Horse shavings are wood-based stall bedding that cushions hooves, absorbs urine, and helps keep horses cleaner between mucking sessions.
New horse owners often type what are shavings for horses? into a search bar after walking past neat stacks of bagged bedding at the feed store. In simple terms, these shavings are small pieces of wood spread over stall floors to soften the surface, soak up wet spots, and make daily cleaning faster. When you pick the right product and manage it well, shavings give horses a softer place to stand and lie down and help the barn smell fresher.
Across many regions, wood shavings have become the most common stall bedding choice. Bagged bales stack tidily, spread quickly, and give more consistent footing than loose sawdust or random mill waste.

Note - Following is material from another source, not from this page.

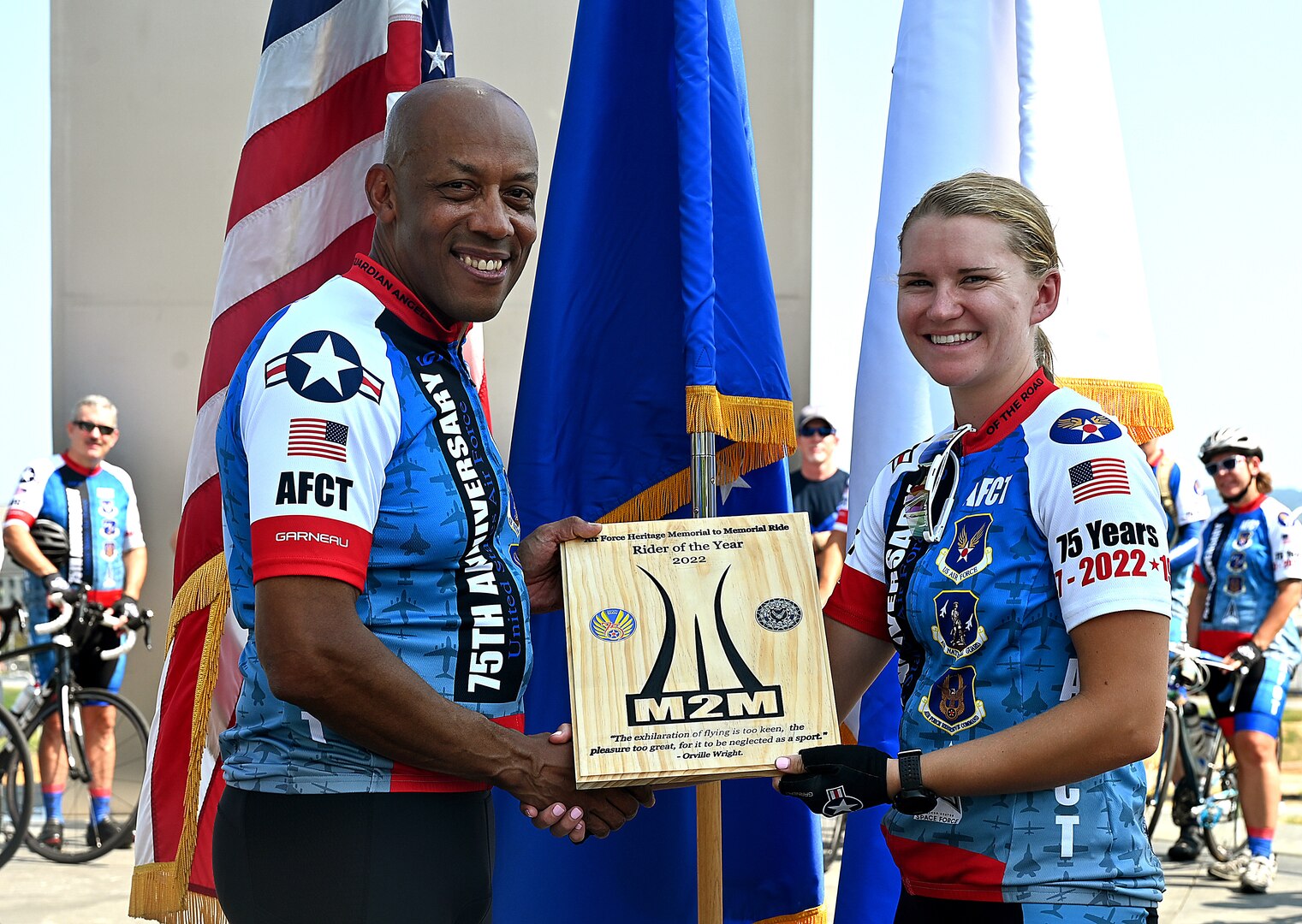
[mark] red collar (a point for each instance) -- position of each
(1247, 508)
(1019, 406)
(80, 469)
(399, 299)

Wood species, flake size, dust level, and daily care all shape how comfortable the stall feels, how clean it stays, and how much manure and bedding you haul away each week.
What Are Shavings For Horses? Uses And Basics
At the simplest level, shavings for horses are a wood by-product cut or planed into thin flakes. Most horse bedding shavings come from softwoods such as pine or spruce. Good horse shavings are usually kiln dried and screened to remove bark, splinters, and large debris, then packed in plastic bales that protect the material from rain and barn dust.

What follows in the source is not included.